Notons l’importance de prendre en compte les potentielles variables confondantes, pour mieux comprendre par la suite si le facteur migration est indépendant ou corrélé à d’autres facteurs de vulnérabilité environnementaux connus à la pathologie autistique.

Les données suivantes sont ainsi recueillies en lien avec les objectifs principaux et secondaires, de façon à la fois qualitative et quantitative : pays de naissance des parents, date d’immigration des parents ou de l’enfant en France (durant l’enfance ou à l’âge adulte ; Magnusson et al., 2012), pays de naissance de la mère et indice de développement humain du pays (pour les parents et grands- parents), moment de la migration en regard de la naissance du cas index (Magnusson et al., 2012), langue parlée à la maison (Schieve et al., 2012), degré d’urbanisation du milieu de vie des parents (Lauritsen et al., 2005 ; Gillberg et al., 1987 ; Keen et al., 2010), liens avec le pays et la communauté d’origine, modalités de contact avec la nouvelle culture, processus d’acculturation (Herskowits, 1938), présence éventuelle de la famille dans le pays accueillant et qualité des relations intra-familiales, vécu de l’expérience migratoire (stress notamment), motif de la migration (Baubet et Moro, 2013).

Des variables d’intérêt, reconnues comme facteurs de vulnérabilité environnementaux participants à la genèse des troubles autistiques sont également étudiées, telles que : présence de complications obstétricales (saignements notamment), poids de naissance de l’enfant pour l’âge gestationnel, éventuelle prématurité, score Apgar à 1 et 5 minutes de vie (témoin d’une hypoxie néonatale) (Magnusson et al., 2012 ; Gardener et al., 2009 ; Kolevzon, 2007), type de présentation de l’enfant à l’accouchement (siège ou sommet), présence éventuelle d’un déficit sensoriel (Tordjman et al., 2014), possible prise de médicament pendant la grossesse (Strombland et al., 1994 ; Tordjman et al., 2014 ; Williams et al., 2001), antécédents de dépression maternelle et moment de survenue d’un éventuel épisode dépressif en utilisant les critères du DSM-5 (Harrington, 2014 ; El Marroun, 2014), éventuel antécédent d’épisode dépressif chez le père (Rai et al., 2012), conditions socio-économiques défavorables (Delobel-Ayoub et al., 2015 ; Rai et al., 2012),

rythmes de vie familiaux et de l’enfant (Liu, Zhang, Rodzinka-Pasko et Li, 2016 ; Tordjman et al., 2014 ; Tordjman et al., 2015 ; Tordjman, Anderson, Pichard, Charbuy et Touitou, 2005 ; Tordjman, Anderson, Bellissant, Botbol, Charbuy, Camus et al., 2012), encore appelés « zeitgeber » (Ehlers, 1988), âge parental (Kolevzon, 2007 ; Gardener et al., 2009), position de l’enfant dans la fratrie (c’est-à-dire être l’aîné si fratrie de deux enfants, ou le cadet si fratrie d’au moins trois enfants) (Gardener et al., 2009).

5.3. Procédure

L’étude a été expliquée par mes soins aux parents des enfants du groupe contrôle, en des termes adaptés et clairs, de façon à potentiellement recueillir leur consentement libre et éclairé.
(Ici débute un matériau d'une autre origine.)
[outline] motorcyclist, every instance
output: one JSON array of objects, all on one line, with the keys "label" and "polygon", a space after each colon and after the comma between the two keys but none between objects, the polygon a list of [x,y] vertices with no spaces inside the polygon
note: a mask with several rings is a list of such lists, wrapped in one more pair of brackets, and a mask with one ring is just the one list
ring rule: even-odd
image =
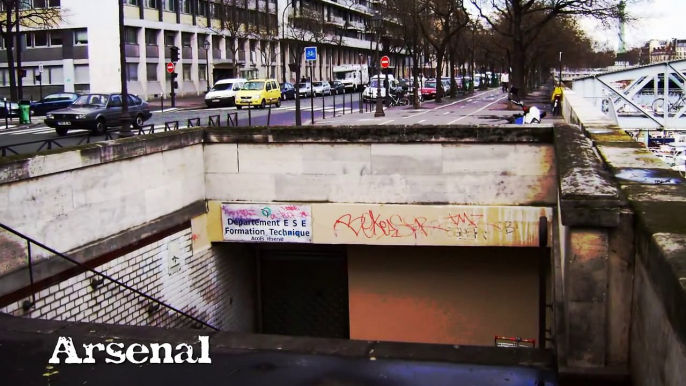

Si les familles acceptaient de participer à l’étude, un entretien téléphonique ou une consultation au sein de leur CMP habituel leur était proposé (soit deux modalités de passation du questionnaire possibles). La procédure de recrutement des sujets contrôles est présentée dans la Figure 1.

La passation du questionnaire pour le groupe autiste a, quant à elle, eu lieu dans la mesure du possible, soit dans la plupart des cas, au cours d’un entretien clinique « physique » ; pour des raisons de contraintes temporelles ou géographiques, il a pu leur être proposé un entretien téléphonique. Le groupe autiste a été recruté parmi une cohorte d’enfants autistes déjà suivie pour l’étude méladose (Tordjman et al., 2013).